In the city, parking lots are resisting

On February 4, David Belliard, deputy (Europe Ecologie-Les Verts) in charge of mobility and roads at Paris City Hall, is exultant: Parisians have voted in favor of an increased price for parking heavy vehicles, SUVs, 4 × 4s and sedans, alongside public roads. “We want people who have these very big cars to go underground”, punctuates the chosen one on the BFM-TV set. Please therefore use paid public parking. “The objective of a growing number of metropolises is to contain their numbers in public spaces and to get rid of the “sucker” cars which clutter them all year round”develops Jean-François Esnault, director of the Flowbird group’s parking activity for France, who will manage the platform in Lyon, a pioneering city on the subject.

Does the hunt for cars in big cities signal the end of a golden age for their allies, the parking lots? In reality, players in this market have made strength out of a growing number of constraints. The increases voted in Paris and Lyon? Rather good news, because they have spaces in the basement and on the upper floors for the most bulky motorists, and at prices which therefore become more attractive. “The parks under construction [souterrains, en élévation ou en enclos] maintain identical pricing for all vehicles and have the capacity to accommodate this clientele”, confirms Jean-Laurent Dirx, president of the National Federation of Parking Professions (FNMS) and the SAGS parking group. In addition, some standards have had a windfall effect.

Adopted in 2014, the law for the modernization of territorial public action and the affirmation of metropolises, known as the “Maptam law”, caused a small revolution after the entry into force, in 2018, of the component which enabled some 800 communities to decriminalize and decentralize paid on-street parking. Many have delegated the monitoring and collection of “post-parking passes”, which replace fines, to a quartet made up of Indigo, Q-Park, Transdev and SAGS.

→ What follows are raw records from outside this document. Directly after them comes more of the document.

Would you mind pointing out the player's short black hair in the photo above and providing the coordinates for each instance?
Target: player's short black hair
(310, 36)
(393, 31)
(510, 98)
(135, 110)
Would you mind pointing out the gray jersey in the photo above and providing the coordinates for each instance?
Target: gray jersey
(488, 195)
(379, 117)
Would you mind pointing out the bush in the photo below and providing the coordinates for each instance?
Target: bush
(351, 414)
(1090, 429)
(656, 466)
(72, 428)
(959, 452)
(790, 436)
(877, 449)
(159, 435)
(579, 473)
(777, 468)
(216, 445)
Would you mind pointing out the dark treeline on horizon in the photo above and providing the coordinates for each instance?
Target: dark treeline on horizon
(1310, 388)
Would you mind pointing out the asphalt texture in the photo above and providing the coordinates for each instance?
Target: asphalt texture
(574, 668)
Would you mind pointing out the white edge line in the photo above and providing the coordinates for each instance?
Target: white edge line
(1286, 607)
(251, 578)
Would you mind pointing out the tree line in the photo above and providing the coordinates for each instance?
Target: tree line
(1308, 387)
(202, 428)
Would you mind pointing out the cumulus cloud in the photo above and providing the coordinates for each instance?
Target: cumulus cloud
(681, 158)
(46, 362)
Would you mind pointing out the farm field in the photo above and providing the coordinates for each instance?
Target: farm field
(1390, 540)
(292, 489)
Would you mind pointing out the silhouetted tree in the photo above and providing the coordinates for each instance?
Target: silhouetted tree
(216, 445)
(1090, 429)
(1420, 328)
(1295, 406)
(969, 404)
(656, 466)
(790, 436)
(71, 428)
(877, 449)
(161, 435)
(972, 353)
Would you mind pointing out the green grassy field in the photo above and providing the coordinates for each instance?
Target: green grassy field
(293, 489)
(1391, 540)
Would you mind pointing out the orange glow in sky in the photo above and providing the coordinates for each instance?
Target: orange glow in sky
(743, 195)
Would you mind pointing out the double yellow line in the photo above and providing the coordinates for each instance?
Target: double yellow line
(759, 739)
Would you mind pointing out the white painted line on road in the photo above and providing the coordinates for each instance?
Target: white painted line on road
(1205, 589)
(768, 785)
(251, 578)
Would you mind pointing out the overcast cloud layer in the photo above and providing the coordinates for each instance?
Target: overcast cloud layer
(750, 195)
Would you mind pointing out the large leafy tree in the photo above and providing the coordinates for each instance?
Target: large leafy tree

Above all, the hunt for cars on the roads is far from over. Of some 800,000 spaces in the works, nearly 575,000 still occupy the edge of the traffic lanes. This public space is thus 80% taken up to serve the needs of motorists. “It’s the elephant in the room in an increasingly contested territory, thermal cars or not”describes Emmanuel Perrin, mobility strategy and services project director at the Center for Studies and Expertise on Risks, Environment, Mobility and Development (Cerema), which supports communities towards the ecological transition.